Si les yeux de l’auditeur pouvaient contempler le corps de la chanteuse dont il est ici question,
sans doute découvriraient-ils ses petits souliers noirs aux bouts arrondis, sa silhouette printanière
et son regard perdu dans la Nouvelle Vague du Paris des fifties. C’est un fait, Carly Blackman
chante de tout son corps, avec l’innocence de celles qui se rêvent ailleurs d’un air distrait. Sans
souci des époques.
The Glove Thief, son premier album, fredonne une seule et même mélodie. Celle d’une jeune
Irlandaise éprise de romantisme et de vieux films français, trop tôt égarée dans des considérations
existentielles. Alors, of course, la culture française avait déjà envahi ses premières années, de
Debussy, découvert à l’âge de 5 ans sur le piano de son père, à « Belle de Jour », qui vient
hanter ses nuits.
A l’adolescence, immobilisée durant trois mois par un pied foulé, elle engloutit l’intégralité du
songbook des Beatles en moins de temps qu’il n’en faut pour guérir, et se découvre une passion
pour les arrangements de Nick Drake et The Zombies. Walkman vissé sur les oreilles, elle traverse
la Manche et devient la correspondante anglaise qui ne veut plus repartir ; elle restera un an dans
son pensionnat lyonnais.
Dès lors, la vie de Carly prend les airs d’un Magical Mystery Tour entre l’Irlande et la France,
l’origine et le fantasme. Installée à Paris par intermittence, Carly s’essaie aux Telegram overseas,
comme Jane. De brillantes études de théâtre à la Sorbonne (sans y être inscrite), l’apprentissage du
chant jazz, des cours de guitare troqués contre quelques leçons d’anglais : la jeune femme accorde
sereinement sa partition entre premiers concerts rive droite et coups de foudre pour Maupassant et
Simone de Beauvoir. Elle aime Françoise mais s’enhardit, apprécie les cordes dépouillées mais rêve
de grands orchestres. Elle reprend le ferry boat. Sens inverse.

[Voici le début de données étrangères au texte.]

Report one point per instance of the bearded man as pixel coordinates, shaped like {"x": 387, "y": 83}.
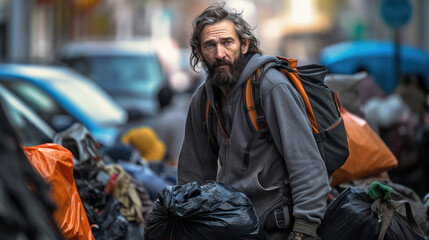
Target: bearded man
{"x": 285, "y": 178}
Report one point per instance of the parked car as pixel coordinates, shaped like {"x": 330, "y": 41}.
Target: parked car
{"x": 31, "y": 129}
{"x": 377, "y": 58}
{"x": 130, "y": 71}
{"x": 61, "y": 96}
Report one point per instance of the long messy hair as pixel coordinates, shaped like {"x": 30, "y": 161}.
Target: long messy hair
{"x": 214, "y": 14}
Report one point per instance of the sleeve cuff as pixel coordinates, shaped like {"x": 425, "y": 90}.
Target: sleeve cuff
{"x": 305, "y": 227}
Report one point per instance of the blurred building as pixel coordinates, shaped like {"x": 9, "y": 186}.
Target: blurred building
{"x": 295, "y": 28}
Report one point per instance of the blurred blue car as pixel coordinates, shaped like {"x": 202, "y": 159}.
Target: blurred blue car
{"x": 130, "y": 71}
{"x": 377, "y": 58}
{"x": 61, "y": 96}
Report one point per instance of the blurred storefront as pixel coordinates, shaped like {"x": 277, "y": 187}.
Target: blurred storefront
{"x": 296, "y": 28}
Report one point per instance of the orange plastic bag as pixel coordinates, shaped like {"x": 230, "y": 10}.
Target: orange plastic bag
{"x": 369, "y": 155}
{"x": 55, "y": 164}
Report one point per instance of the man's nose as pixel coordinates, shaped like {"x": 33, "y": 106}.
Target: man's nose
{"x": 220, "y": 52}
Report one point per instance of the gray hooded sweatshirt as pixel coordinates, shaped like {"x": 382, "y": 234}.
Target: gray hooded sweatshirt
{"x": 287, "y": 169}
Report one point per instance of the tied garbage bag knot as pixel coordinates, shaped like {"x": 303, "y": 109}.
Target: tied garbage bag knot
{"x": 209, "y": 211}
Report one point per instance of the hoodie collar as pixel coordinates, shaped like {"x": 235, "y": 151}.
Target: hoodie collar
{"x": 253, "y": 62}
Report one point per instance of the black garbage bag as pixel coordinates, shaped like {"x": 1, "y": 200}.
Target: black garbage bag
{"x": 210, "y": 211}
{"x": 351, "y": 216}
{"x": 112, "y": 225}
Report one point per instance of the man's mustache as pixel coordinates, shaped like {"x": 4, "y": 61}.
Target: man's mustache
{"x": 221, "y": 62}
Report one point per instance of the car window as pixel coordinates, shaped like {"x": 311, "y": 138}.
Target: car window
{"x": 139, "y": 75}
{"x": 30, "y": 128}
{"x": 41, "y": 103}
{"x": 93, "y": 103}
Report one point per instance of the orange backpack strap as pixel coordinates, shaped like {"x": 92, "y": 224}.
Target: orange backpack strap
{"x": 249, "y": 103}
{"x": 296, "y": 82}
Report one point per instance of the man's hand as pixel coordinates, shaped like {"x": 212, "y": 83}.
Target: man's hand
{"x": 301, "y": 236}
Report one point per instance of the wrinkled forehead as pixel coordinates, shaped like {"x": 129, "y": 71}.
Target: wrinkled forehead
{"x": 220, "y": 30}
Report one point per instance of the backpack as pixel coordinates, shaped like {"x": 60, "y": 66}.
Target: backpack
{"x": 322, "y": 108}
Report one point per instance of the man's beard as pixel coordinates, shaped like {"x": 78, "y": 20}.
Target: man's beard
{"x": 225, "y": 76}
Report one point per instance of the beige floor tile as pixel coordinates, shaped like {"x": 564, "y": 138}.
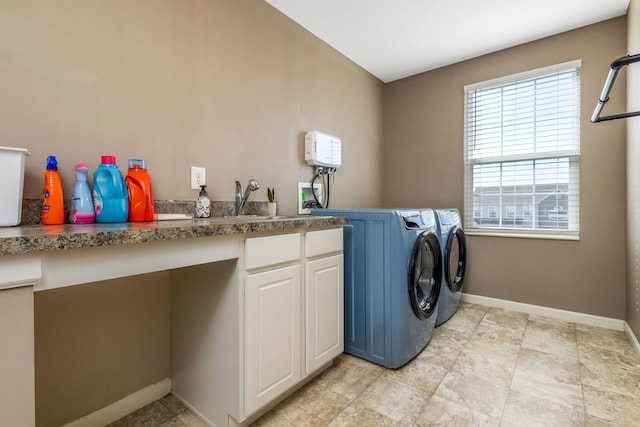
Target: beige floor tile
{"x": 554, "y": 337}
{"x": 610, "y": 370}
{"x": 444, "y": 348}
{"x": 441, "y": 412}
{"x": 466, "y": 319}
{"x": 189, "y": 419}
{"x": 350, "y": 376}
{"x": 474, "y": 393}
{"x": 610, "y": 406}
{"x": 398, "y": 401}
{"x": 153, "y": 414}
{"x": 548, "y": 376}
{"x": 605, "y": 339}
{"x": 419, "y": 373}
{"x": 172, "y": 422}
{"x": 525, "y": 410}
{"x": 591, "y": 421}
{"x": 357, "y": 414}
{"x": 546, "y": 387}
{"x": 493, "y": 361}
{"x": 561, "y": 374}
{"x": 312, "y": 405}
{"x": 173, "y": 404}
{"x": 564, "y": 369}
{"x": 502, "y": 326}
{"x": 271, "y": 419}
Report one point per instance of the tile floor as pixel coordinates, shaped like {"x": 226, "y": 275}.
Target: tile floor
{"x": 484, "y": 367}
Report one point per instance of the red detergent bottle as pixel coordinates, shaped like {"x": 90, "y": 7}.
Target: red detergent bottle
{"x": 141, "y": 206}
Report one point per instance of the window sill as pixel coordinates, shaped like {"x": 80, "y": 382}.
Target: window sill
{"x": 572, "y": 235}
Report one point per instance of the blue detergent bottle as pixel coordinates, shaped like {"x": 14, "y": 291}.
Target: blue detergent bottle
{"x": 82, "y": 210}
{"x": 110, "y": 196}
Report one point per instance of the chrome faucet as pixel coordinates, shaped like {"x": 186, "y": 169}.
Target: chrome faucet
{"x": 243, "y": 195}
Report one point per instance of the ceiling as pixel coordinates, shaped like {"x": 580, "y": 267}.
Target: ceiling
{"x": 393, "y": 39}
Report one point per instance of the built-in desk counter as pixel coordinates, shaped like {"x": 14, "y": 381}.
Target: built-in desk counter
{"x": 39, "y": 258}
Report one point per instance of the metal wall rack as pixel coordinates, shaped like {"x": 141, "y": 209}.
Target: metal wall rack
{"x": 608, "y": 85}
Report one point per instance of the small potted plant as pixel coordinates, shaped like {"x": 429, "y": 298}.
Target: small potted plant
{"x": 272, "y": 206}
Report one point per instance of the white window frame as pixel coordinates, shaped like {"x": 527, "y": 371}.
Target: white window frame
{"x": 473, "y": 228}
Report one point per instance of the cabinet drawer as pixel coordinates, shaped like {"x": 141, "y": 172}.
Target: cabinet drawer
{"x": 323, "y": 242}
{"x": 271, "y": 250}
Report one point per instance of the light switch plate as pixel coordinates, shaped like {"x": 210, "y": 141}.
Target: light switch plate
{"x": 198, "y": 177}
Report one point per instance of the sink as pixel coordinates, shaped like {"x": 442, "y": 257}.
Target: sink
{"x": 257, "y": 217}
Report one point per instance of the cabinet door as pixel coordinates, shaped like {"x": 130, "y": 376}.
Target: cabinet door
{"x": 273, "y": 321}
{"x": 324, "y": 311}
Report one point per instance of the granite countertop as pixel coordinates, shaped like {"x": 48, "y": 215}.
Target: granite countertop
{"x": 34, "y": 238}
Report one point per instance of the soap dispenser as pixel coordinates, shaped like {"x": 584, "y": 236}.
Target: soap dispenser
{"x": 203, "y": 204}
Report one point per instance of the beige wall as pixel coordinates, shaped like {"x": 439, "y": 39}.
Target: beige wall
{"x": 633, "y": 171}
{"x": 230, "y": 85}
{"x": 424, "y": 167}
{"x": 98, "y": 343}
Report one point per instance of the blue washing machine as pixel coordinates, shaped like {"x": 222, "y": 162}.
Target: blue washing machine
{"x": 454, "y": 257}
{"x": 393, "y": 274}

C’est finalement en Irlande que l’histoire s’écrit, « sur un micro d’occasion ». Carly retrouve la trace
du compositeur de la bande originale de « La Science des rêves » (Jean-Michel Bernard), s’adjoint
les services de musiciens rencontrés à Paris, tous grands fans des Beach Boys et de Bowie, et s’exile
à la campagne pour mettre au propre ses idées sales. Le résultat, c’est un album enregistré live et
produit par Steve Shannon. Il suffira d’un signe - deux pages dans le Sunday Times avant même
d’avoir signé le moindre contrat - pour que Carly délie les langues et remplisse les salles.
La Classical Radio Station lui propose bientôt de diffuser son album sur les ondes nationales, accompagnée pour l’occasion d’un quartet à cordes. Fort logiquement, The Glove Thief est un succès, le nom de Carly s’imprime dans les journaux, Damien Rice veut en faire son effigie… Mais Carly Sings fait rimer l’amour sans trop se soucier des ponctuations. Je vous laisse deviner vers quelle destination la jeune artiste s’embarqua au début de l’hiver dernier...
De retour à Paris, elle délivre aujourd’hui une poignée de singles aux arrangements vintage, spontanés et sinueux (« God and The Girl », « Apple Tree »). La voix fragile et cristalline de Carly swingue en douceur (Chet Baker sings), servie par de subtiles nappes de synthé (« Eyes Closed », « Mirror », « Mushroom in my Hard-drive ») qui effleurent la modernité du bout des touches.
Des histoires de toi et moi mon amour sifflent sur « The Only Human Left »… The Glove Thief reste pop dans l’écrin, sans jamais tomber prisonnier des clichés. De la même façon qu’on n’oublie jamais vraiment ses premières amours, le premier album de Carly Sings reste une ode sucrée au romantisme à la française. Une belle découverte d’une fraîcheur inattendue, à l‘ombre d’un Summer of Love intemporel.